Lengyel led 3-0 at halftime and sensed that something special could happen. “Men,” he said. “You are 30 minutes away from one of the big surprises in football history. You just have to give it your all – blood, sweat, and tears – and you will create a memory that we will all remember forever. “
The day before, Lengyel had quoted the line “Blood, Sweat and Tears” by Winston Churchill on the memorial obelisk in Spring Hill Cemetery, honoring those who died in the crash.
With 1:18 in the game, Marshall took on his own 48, followed by 13-9. The herd had to convert a fourth and a tenth, eventually reaching 18, with time running out. “The film is precisely that we have the last snapshot with a second left,” said Lengyel. “I yelled at Reggie, ‘Snap the ball, snap the ball! ‘
In the movie, the last piece takes forever – especially in slow motion while Oliver walks around looking for someone to open. “It was actually a simple bootleg pass,” Lengyel said. Freshman “Terry Gardner was opened and Reggie hit him. He went into the end zone untouched. “
The post-game celebration in the film was also correct, if incomplete.

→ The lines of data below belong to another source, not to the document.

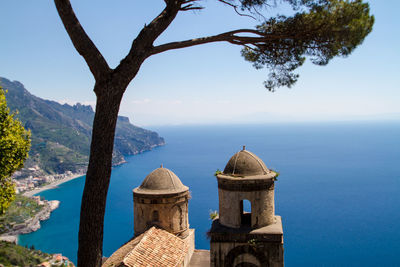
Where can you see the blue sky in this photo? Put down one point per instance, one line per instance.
(204, 84)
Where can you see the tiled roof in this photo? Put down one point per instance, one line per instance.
(156, 247)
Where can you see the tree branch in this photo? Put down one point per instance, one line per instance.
(81, 41)
(230, 37)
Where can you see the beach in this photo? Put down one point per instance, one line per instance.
(52, 185)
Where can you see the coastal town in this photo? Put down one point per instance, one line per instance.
(32, 185)
(26, 213)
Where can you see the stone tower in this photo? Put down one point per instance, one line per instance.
(161, 200)
(240, 238)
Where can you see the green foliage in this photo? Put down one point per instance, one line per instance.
(20, 210)
(217, 172)
(14, 255)
(14, 148)
(322, 30)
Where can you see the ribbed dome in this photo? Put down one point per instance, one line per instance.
(245, 163)
(162, 179)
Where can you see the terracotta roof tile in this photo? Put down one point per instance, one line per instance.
(155, 247)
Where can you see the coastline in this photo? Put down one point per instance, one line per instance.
(52, 185)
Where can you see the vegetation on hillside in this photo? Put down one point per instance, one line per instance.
(20, 210)
(61, 134)
(15, 255)
(14, 147)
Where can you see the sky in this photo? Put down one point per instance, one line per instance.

“We stayed in the stadium until after midnight,” said Lengyel. “Then we went to a restaurant in the city center – [his wife] Sandy and some of our close friends. When we got there it was full. The owner came out and said, “Coach, give me a minute to set a table.” It took a few minutes. When we entered, everyone was standing in the restaurant singing the Marshall battle song. “
Lengyel paused. “Then I choked; I’m choking now. “
The final scenes of the train are voiced by Kate Mara, who explains that Marshall has won fewer games than any div. I worked in the country back in the 1970s when it was slowly being rebuilt. By the 1990s it had become a div. I-AA Power and also after advancing to Div. IA (now called the Football Bowl Subdivision) was the most successful Div in 1997. I team the 90s. In more than 10 seasons under Holliday, the herd is 84-51 and will go into a bowl for the eighth time in 11 years this season.
At the end of the film’s narration, Mara says of a shot of Marshall players holding hands and arms: “We rose from the ashes.”
As Saturday will prove once again, Marshall continues.